In a statement issued on Monday, the Germany-based non-profit global anti-graft group that monitors corporate and government corruption said “the NACC is coming under increasing pressure in a tense political situation because it has named Ms Yingluck in an investigation into corruption in the rice market”.
The statement was released only a day before the NACC announced it would make a decision on Ms Yingluck’s case on May 8 or May 15.
“The NACC has had to protect its staff from grenade attacks and issue a statement explaining it is acting as a neutral entity. Government supporters are claiming it is biased and have barricaded its offices,” the statement said.
The NACC headquarters in Nonthaburi was attacked by M79-type grenades on March 24 and 27. The compound’s entry was also blocked for several days by members of the People’s Radio for Democracy Group (PRDG), a faction of the red-shirt pro-government United Front for Democracy against Dictatorship (UDD), in protest at the anti-graft panel’s decision to charge Ms Yingluck in relation to the rice-pledging scheme.
IT said the NACC and the government hosted the International Anti-Corruption Conference in Bangkok in 2010, which was attended by more than 1,500 anti-corruption practitioners wordwide. During that conference, the president of the NACC spoke openly about the challenges in investigating public figures.
“The Bangkok Declaration concluded that the work of anti-corruption agencies needs to remain a national priority, and noted that for anti-corruption agencies to be independent, they must be preserved either in a constitution or an appropriate statute,” the statement said.
The group pledged to support the work of the NACC through its global anti-graft campaign network.
Updated on May 6, 2014.
Srirak Plipat, TI's regional director of Asia Pacific Department, said later in a letter to Bangkok Post that the role of Transparency International is not to support either the opposition or the government in a particular issue. The agency calls for any intimidation of the National Anti-corruption Commission, from no matter what party, to stop.

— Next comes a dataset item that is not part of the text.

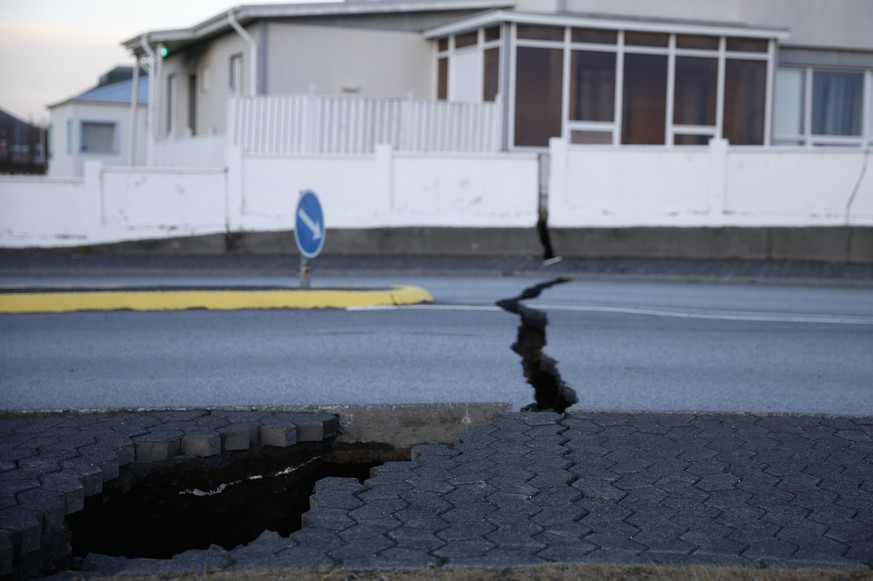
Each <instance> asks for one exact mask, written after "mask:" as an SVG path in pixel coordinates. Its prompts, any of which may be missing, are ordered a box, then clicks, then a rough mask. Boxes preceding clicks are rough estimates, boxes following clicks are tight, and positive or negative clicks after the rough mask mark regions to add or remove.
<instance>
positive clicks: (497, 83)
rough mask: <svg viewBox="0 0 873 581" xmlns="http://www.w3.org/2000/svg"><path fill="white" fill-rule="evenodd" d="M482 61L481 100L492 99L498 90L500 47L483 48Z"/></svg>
mask: <svg viewBox="0 0 873 581" xmlns="http://www.w3.org/2000/svg"><path fill="white" fill-rule="evenodd" d="M482 61H483V62H482V100H483V101H493V100H494V99H495V98H497V93H498V92H499V91H500V49H499V48H489V49H487V50H485V51H484V52H483V53H482Z"/></svg>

Transparency International's statement points out that anti-corruption agencies are effective in the fight against corruption when they are independent and well-resourced. They should be able to investigate whatever corruption case they decide should be investigated, irrespective of who is involved, free from intimidation. This holds true for Thailand and would be the same whatever party was in power and whoever was in opposition.